New Results Question Initial Hopes
Recent results have cast a shadow over the initial optimism surrounding ATA188. Atara Biotherapeutics announced that the experimental cell therapy failed to meet expectations in the EMBOLD Phase 2 study. The results from EMBOLD were unexpected, considering the encouraging results from the Phase 1 study, which showed a 33% improvement in disability for individuals on ATA188. In the EMBOLD study, individuals allocated to the group receiving the ATA188 active medication exhibited only a 6% disability improvement, while those allocated to the placebo (no active medication) comparator group experienced a 16% improvement. Atara is currently conducting a thorough review of the comprehensive dataset and these evaluations will guide Atara in determining the next steps in the ATA188 pipeline.
Paving the Future Path in MS Research
Despite the recent setback, it’s important to reflect on the insights gained from this study. Firstly, safety data from the study indicated no new safety concerns, confirming the positive safety profile previously observed with ATA188. Accumulating safety data in this field is much needed.

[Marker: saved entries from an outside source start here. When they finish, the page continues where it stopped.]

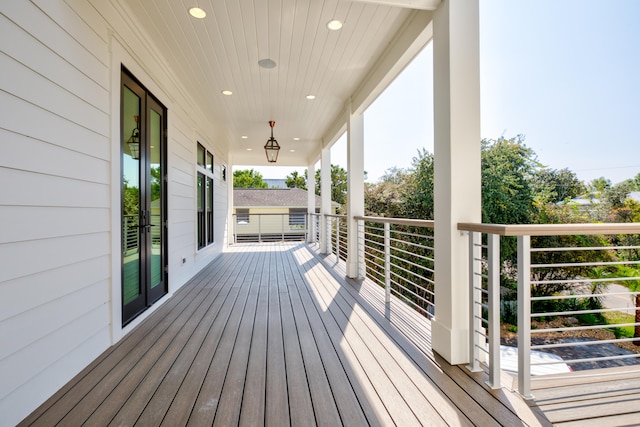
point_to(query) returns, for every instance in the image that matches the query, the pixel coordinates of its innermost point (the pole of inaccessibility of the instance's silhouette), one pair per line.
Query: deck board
(271, 334)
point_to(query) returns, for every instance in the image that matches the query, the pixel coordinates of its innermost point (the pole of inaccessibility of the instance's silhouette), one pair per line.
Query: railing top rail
(267, 214)
(399, 221)
(551, 229)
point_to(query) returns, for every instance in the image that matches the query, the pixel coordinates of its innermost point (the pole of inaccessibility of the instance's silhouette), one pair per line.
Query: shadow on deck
(273, 334)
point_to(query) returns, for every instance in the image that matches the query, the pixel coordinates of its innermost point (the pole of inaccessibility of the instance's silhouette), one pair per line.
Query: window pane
(297, 217)
(131, 195)
(156, 174)
(242, 216)
(201, 155)
(209, 162)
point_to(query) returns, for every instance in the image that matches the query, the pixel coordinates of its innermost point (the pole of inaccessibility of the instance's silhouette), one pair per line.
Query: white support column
(231, 224)
(456, 61)
(325, 195)
(355, 188)
(311, 202)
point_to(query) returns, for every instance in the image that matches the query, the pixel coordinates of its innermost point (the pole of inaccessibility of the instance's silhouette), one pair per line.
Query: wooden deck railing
(562, 273)
(557, 274)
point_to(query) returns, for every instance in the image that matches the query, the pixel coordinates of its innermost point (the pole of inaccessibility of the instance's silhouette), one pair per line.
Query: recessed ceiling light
(267, 63)
(196, 12)
(334, 25)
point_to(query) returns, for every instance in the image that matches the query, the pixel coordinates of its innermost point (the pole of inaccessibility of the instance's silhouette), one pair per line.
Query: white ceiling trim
(410, 4)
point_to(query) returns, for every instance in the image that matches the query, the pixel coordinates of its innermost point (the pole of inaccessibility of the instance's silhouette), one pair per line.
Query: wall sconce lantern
(271, 148)
(134, 140)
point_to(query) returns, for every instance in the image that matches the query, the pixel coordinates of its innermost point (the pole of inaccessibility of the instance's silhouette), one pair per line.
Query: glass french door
(144, 257)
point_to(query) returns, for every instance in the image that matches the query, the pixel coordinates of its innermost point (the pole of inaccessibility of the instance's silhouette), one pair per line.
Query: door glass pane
(202, 241)
(209, 210)
(131, 196)
(155, 168)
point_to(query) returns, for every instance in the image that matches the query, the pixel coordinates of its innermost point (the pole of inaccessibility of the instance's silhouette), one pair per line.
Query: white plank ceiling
(221, 52)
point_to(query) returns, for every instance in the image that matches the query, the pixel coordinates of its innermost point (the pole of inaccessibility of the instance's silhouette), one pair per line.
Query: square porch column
(231, 224)
(457, 190)
(311, 202)
(355, 188)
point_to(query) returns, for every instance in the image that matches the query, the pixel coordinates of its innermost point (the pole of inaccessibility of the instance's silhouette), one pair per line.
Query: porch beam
(355, 187)
(457, 168)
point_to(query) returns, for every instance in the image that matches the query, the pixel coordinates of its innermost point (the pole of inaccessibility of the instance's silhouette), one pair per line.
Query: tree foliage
(338, 183)
(295, 180)
(507, 189)
(248, 178)
(553, 185)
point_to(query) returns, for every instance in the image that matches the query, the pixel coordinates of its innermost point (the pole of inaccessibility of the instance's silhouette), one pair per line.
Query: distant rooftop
(275, 183)
(286, 197)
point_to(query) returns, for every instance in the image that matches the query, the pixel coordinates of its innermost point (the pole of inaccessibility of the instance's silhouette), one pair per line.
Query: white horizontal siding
(35, 256)
(59, 251)
(39, 387)
(35, 55)
(40, 368)
(37, 289)
(34, 21)
(30, 120)
(55, 315)
(22, 152)
(35, 189)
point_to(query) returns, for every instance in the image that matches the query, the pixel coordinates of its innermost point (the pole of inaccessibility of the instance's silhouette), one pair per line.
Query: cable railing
(269, 227)
(337, 230)
(398, 256)
(572, 294)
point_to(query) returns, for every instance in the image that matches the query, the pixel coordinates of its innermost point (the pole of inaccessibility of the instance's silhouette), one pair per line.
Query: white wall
(59, 187)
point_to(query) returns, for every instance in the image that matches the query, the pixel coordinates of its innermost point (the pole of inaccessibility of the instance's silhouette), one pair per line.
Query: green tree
(598, 185)
(507, 192)
(338, 184)
(553, 185)
(248, 178)
(419, 187)
(388, 196)
(295, 180)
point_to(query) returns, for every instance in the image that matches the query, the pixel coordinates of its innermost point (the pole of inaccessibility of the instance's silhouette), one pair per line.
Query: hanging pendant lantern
(271, 148)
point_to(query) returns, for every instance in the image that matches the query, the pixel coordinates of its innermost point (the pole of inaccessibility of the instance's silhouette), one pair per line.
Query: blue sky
(565, 74)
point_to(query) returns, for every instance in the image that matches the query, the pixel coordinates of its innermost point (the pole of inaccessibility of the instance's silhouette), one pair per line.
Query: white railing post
(337, 220)
(235, 232)
(362, 265)
(328, 234)
(475, 300)
(493, 288)
(387, 263)
(524, 316)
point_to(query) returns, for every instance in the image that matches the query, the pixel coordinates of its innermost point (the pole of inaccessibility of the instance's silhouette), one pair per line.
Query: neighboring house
(272, 214)
(275, 183)
(122, 121)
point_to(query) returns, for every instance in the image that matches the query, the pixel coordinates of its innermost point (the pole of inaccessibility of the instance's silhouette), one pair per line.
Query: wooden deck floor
(268, 335)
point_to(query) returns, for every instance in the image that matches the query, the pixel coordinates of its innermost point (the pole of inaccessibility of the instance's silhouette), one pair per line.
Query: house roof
(289, 197)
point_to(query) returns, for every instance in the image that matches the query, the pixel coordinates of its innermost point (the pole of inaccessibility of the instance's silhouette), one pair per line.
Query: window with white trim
(205, 197)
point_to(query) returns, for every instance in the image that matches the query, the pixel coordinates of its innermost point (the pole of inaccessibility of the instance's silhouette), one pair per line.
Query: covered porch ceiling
(221, 52)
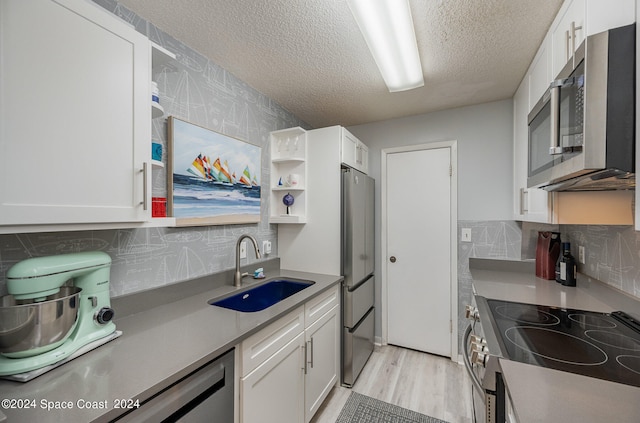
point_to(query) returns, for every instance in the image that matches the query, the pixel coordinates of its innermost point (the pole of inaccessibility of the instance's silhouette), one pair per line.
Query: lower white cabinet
(288, 368)
(321, 340)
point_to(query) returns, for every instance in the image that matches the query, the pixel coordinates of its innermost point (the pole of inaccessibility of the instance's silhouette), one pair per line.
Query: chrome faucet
(237, 279)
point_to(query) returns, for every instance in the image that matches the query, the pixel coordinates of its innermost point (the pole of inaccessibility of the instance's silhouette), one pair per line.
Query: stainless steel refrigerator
(357, 268)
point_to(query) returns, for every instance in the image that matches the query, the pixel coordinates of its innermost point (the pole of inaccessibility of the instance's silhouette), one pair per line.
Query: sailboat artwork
(213, 178)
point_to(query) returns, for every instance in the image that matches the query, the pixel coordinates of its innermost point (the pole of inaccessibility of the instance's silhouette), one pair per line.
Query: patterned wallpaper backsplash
(199, 91)
(612, 254)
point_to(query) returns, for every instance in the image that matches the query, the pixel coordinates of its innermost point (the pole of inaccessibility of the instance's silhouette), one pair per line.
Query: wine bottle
(567, 266)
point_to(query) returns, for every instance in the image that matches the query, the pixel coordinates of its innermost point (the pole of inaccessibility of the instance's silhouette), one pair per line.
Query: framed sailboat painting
(212, 179)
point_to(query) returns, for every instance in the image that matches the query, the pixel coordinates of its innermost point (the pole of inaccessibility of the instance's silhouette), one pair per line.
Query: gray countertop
(542, 395)
(159, 346)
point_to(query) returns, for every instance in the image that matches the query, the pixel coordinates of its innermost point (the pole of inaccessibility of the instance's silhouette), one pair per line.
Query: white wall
(485, 155)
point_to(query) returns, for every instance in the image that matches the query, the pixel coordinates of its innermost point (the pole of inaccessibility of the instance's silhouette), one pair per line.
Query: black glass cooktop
(600, 345)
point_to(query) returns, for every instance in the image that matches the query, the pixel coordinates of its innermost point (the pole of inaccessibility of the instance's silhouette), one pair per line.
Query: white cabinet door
(530, 204)
(74, 115)
(539, 75)
(274, 392)
(322, 345)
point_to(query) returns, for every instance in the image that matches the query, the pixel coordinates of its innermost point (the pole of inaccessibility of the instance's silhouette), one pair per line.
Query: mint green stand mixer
(46, 321)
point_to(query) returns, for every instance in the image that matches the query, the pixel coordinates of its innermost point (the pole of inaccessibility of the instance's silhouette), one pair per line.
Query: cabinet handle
(570, 39)
(554, 146)
(305, 358)
(144, 170)
(523, 201)
(574, 28)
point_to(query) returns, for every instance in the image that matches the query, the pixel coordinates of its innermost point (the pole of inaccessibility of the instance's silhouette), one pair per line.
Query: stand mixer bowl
(28, 328)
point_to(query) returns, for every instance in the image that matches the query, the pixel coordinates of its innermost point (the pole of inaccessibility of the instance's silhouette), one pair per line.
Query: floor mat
(363, 409)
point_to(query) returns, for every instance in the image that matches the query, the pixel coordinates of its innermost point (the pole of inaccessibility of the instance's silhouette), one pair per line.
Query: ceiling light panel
(387, 28)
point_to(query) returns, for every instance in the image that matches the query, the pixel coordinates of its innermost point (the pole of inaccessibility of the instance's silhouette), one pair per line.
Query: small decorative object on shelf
(288, 201)
(158, 207)
(155, 93)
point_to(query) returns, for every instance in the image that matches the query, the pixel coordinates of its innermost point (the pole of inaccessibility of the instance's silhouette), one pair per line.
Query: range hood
(602, 180)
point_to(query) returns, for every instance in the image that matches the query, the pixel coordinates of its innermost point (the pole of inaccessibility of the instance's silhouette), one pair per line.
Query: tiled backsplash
(199, 91)
(612, 253)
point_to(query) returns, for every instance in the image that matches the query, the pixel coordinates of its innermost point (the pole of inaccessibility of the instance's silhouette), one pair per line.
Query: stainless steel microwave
(582, 131)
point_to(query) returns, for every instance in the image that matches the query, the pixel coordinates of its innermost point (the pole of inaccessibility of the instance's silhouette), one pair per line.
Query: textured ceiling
(310, 57)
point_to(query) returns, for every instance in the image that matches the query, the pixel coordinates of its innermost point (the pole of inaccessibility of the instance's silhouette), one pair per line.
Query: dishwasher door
(204, 395)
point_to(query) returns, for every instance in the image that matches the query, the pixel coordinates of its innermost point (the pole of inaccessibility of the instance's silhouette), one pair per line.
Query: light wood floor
(428, 384)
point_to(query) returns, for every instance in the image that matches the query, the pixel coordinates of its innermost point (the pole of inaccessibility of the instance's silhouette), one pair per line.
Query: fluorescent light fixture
(388, 30)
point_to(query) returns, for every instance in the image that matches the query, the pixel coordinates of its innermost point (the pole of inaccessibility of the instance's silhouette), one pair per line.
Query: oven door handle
(467, 363)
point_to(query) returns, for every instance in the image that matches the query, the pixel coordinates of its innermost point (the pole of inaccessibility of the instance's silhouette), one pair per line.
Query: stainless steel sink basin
(262, 296)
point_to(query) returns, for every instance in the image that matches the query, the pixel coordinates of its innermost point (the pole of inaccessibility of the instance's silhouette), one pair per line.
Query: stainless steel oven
(481, 355)
(582, 131)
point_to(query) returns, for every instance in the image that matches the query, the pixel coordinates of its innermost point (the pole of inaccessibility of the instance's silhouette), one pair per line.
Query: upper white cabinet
(354, 153)
(326, 156)
(580, 18)
(288, 176)
(539, 75)
(74, 115)
(575, 20)
(567, 33)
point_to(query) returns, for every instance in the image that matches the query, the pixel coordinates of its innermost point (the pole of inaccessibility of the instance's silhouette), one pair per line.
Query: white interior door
(418, 201)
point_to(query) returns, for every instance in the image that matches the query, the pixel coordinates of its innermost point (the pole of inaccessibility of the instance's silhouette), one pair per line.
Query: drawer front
(262, 345)
(319, 306)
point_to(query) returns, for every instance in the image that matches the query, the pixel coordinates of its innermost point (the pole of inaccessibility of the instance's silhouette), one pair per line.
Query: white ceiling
(310, 57)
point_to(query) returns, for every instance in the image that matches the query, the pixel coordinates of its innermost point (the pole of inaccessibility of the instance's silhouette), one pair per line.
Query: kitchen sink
(262, 296)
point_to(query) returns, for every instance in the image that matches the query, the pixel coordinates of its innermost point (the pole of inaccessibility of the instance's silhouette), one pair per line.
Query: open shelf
(288, 157)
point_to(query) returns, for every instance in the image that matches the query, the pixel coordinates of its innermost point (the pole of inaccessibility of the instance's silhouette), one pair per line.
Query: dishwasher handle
(185, 395)
(467, 363)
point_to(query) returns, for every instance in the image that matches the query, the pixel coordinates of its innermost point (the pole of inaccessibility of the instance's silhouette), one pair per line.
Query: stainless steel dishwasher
(206, 395)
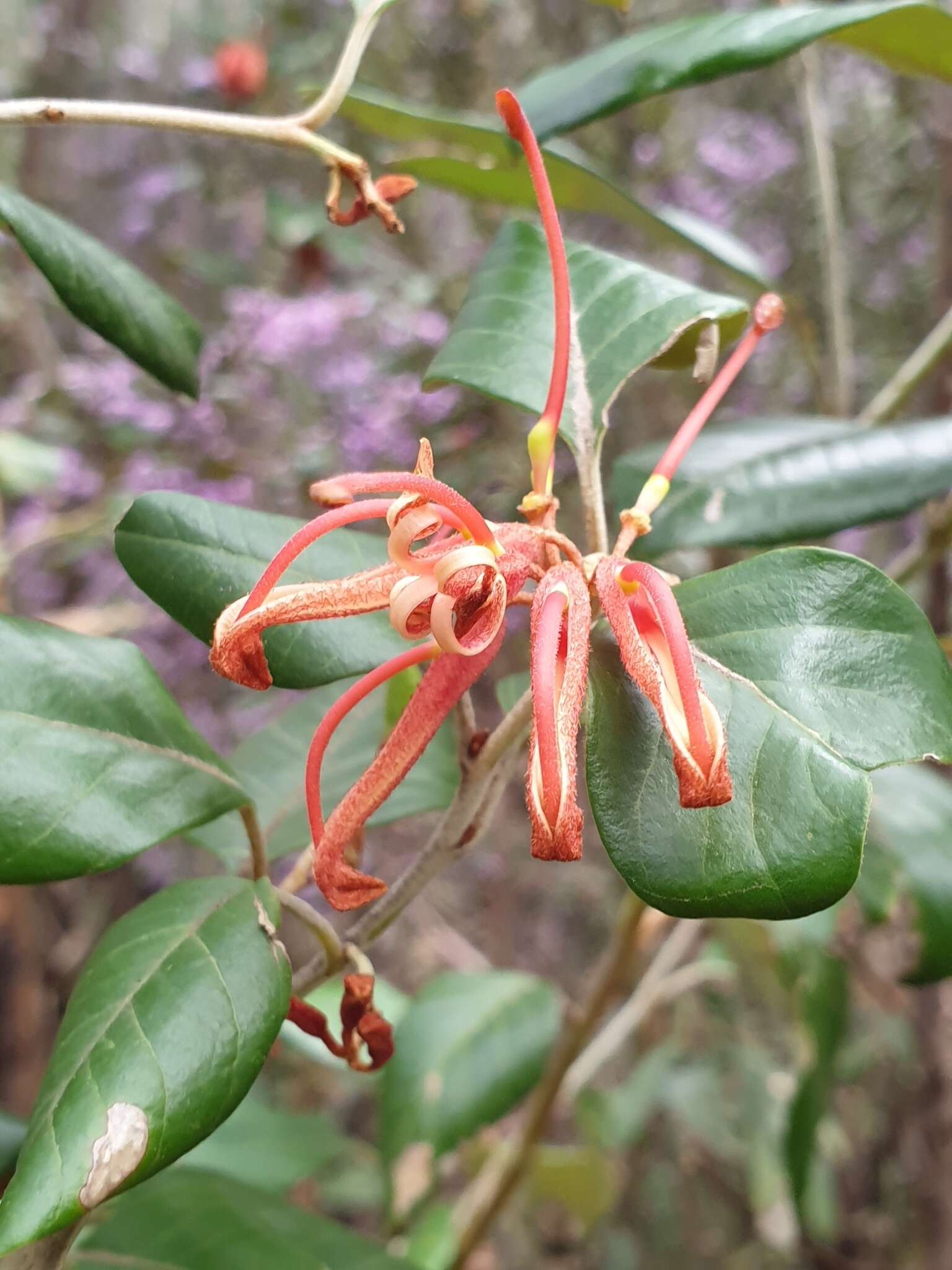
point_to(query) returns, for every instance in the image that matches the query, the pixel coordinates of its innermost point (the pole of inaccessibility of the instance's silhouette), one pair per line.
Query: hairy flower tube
(447, 586)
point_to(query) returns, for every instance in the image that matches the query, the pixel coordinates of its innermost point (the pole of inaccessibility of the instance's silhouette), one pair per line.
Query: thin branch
(910, 374)
(255, 841)
(289, 133)
(333, 953)
(480, 1204)
(833, 243)
(346, 71)
(677, 946)
(931, 548)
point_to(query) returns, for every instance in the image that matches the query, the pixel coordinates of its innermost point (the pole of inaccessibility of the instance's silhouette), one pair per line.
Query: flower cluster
(447, 587)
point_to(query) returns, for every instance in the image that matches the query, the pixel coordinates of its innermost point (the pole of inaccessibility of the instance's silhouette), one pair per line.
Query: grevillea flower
(450, 579)
(359, 1023)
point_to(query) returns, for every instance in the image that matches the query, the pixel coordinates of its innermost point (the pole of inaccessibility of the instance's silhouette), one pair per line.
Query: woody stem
(483, 1202)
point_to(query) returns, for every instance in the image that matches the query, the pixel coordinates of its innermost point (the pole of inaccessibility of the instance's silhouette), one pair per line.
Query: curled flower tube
(443, 685)
(562, 616)
(452, 588)
(644, 615)
(452, 592)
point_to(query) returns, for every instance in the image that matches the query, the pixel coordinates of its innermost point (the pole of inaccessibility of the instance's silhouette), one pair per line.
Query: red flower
(240, 69)
(448, 584)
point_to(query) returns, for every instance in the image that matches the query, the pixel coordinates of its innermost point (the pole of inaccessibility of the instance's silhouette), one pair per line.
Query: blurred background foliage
(792, 1103)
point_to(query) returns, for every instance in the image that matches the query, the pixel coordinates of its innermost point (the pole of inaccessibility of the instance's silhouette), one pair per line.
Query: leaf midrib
(133, 744)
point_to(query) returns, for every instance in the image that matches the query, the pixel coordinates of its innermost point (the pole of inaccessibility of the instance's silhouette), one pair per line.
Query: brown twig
(482, 1203)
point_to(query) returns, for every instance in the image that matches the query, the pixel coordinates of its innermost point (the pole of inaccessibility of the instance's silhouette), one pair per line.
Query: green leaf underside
(910, 37)
(821, 668)
(271, 766)
(270, 1147)
(174, 1014)
(195, 557)
(496, 172)
(107, 294)
(826, 1009)
(12, 1134)
(764, 482)
(501, 339)
(192, 1221)
(99, 762)
(469, 1048)
(387, 1000)
(912, 821)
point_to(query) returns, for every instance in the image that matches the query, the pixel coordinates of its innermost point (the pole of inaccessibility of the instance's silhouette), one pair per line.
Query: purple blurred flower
(749, 149)
(646, 149)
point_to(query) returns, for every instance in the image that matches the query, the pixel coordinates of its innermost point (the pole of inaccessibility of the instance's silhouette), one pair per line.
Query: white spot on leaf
(117, 1153)
(714, 508)
(272, 933)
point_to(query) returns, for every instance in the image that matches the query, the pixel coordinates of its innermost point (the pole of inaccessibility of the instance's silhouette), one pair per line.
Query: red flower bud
(240, 70)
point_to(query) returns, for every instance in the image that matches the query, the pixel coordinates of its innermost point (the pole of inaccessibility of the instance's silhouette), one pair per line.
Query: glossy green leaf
(469, 1048)
(390, 1001)
(821, 668)
(909, 36)
(912, 822)
(192, 1221)
(777, 481)
(495, 172)
(271, 766)
(268, 1147)
(627, 316)
(25, 465)
(12, 1134)
(165, 1032)
(108, 295)
(99, 761)
(193, 558)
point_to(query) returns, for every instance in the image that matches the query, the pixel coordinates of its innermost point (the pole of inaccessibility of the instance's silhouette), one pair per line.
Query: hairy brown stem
(480, 1206)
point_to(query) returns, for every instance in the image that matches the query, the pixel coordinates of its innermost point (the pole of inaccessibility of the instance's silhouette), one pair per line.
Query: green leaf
(268, 1147)
(619, 1118)
(193, 1221)
(910, 37)
(912, 822)
(432, 1241)
(99, 761)
(777, 481)
(821, 668)
(165, 1032)
(12, 1134)
(826, 1009)
(495, 172)
(583, 1180)
(390, 1001)
(29, 466)
(271, 766)
(627, 316)
(469, 1048)
(511, 687)
(106, 294)
(193, 558)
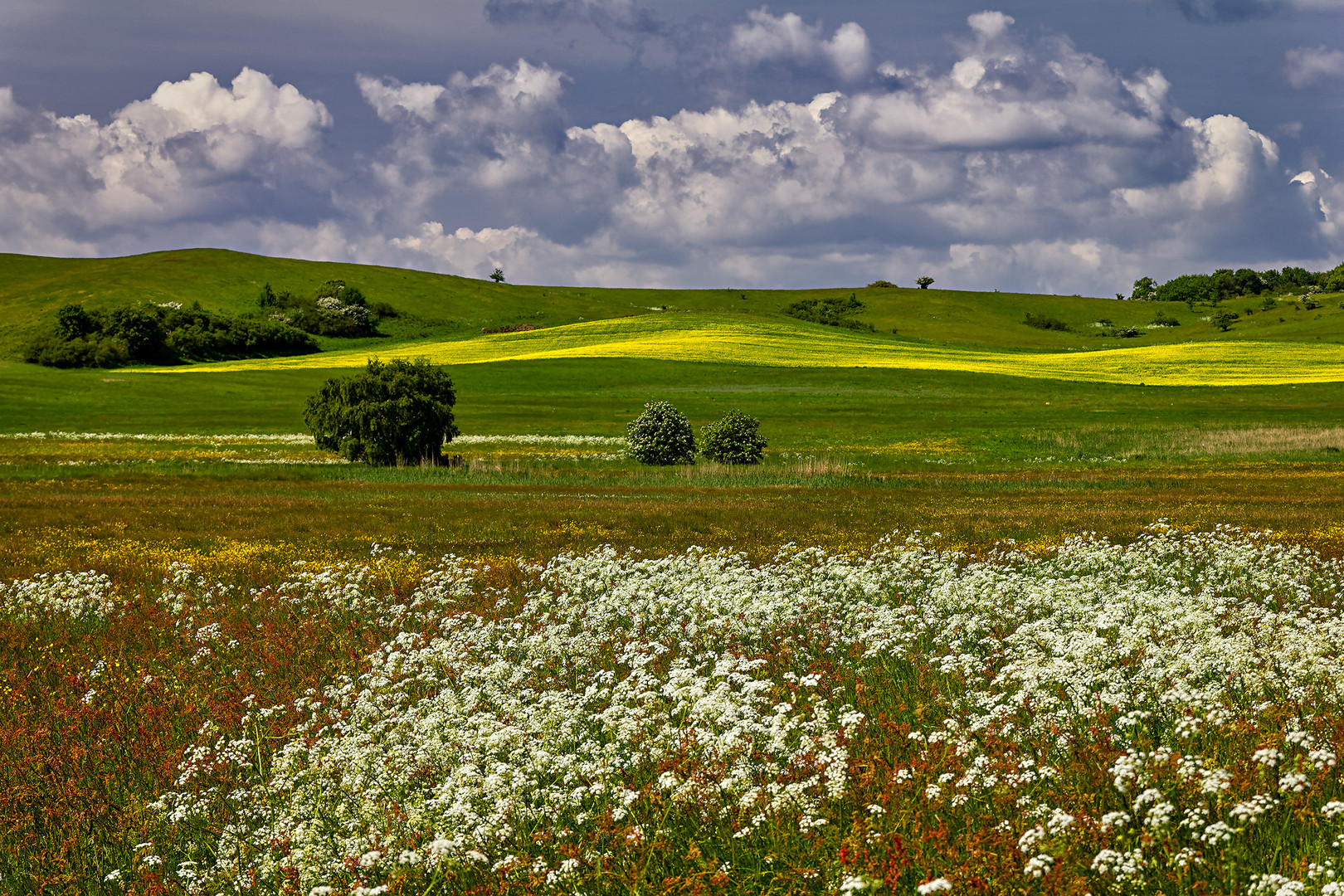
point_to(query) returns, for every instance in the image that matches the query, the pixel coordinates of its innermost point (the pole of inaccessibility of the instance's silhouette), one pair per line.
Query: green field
(973, 550)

Additionally, it is important we recognise the significant role MS Australia plays in advancing innovative research, such as in the development of ATA188. Professor Michael Pender, supported by MS Australia funding, has been a trailblazer, laying the groundwork for a creative approach focused on addressing EBV-infected cells.
While the outcomes of the EMBOLD study may be disheartening, knowing what might not work (negative results) is also important in the pursuit of new treatments for MS. Understanding the limitations and challenges encountered in this study contributes valuable insights to the broader research landscape. MS Australia remains committed to supporting groundbreaking research that brings us closer to better treatments for people living with MS.